The first week after Easter presents us with appearance stories from all four gospels: Mary of Magdala encounters Jesus at the tomb; two disciples on the road to Emmaus meet a stranger and learn the meaning of Jesus’ suffering and death; the assembled apostles see, touch and eat with Jesus; some disciples rendezvous with Jesus by the Sea of Tiberias.
These varied accounts tell us that the early church struggled to grasp the implications of this astounding event, which seems to have pierced the time-space continuum and revealed a new meaning and purpose for the world and for human existence in God’s eternal plan.
The church devotes 50 days for us to reflect on this mystery and its implications for us. Our risen Lord is now in the world, so the question for us is how and where can we find him to share in his redemptive life and work?
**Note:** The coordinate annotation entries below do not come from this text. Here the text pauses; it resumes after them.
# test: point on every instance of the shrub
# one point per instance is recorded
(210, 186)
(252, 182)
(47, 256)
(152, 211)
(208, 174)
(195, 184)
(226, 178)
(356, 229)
If Jesus is especially with the poor and the oppressed, as he told us he would be (Matt 25), how do we accompany and serve them in the struggle for a more just, peaceful and loving world?
Like the first disciples, we are called to overcome our fears and doubts, open our eyes to Jesus as he walks on the road with us. We will find him in the scriptures and in the breaking of the bread, and we will recognize, touch and eat with him in our faith communities. This is how the resurrection will become real in us and for those who witness our faith in action.
The world will try to go back to business as usual, but this is no longer possible for us. Everything is changed. We are changed by the promise of new life won for us by Jesus. Each day he turns to us and says, “Come, follow me." By his grace we can change the direction of history, the fate of the earth, and the structures and attitudes that resist God’s will for our world today.
Easter is not a single Sunday but way of life, a daily process of transformation that will bring us both human maturity and the assurance of a divine destiny -- life in God. This is the joy of the Gospel. This the day the Lord as made. Let us be glad and rejoice in it!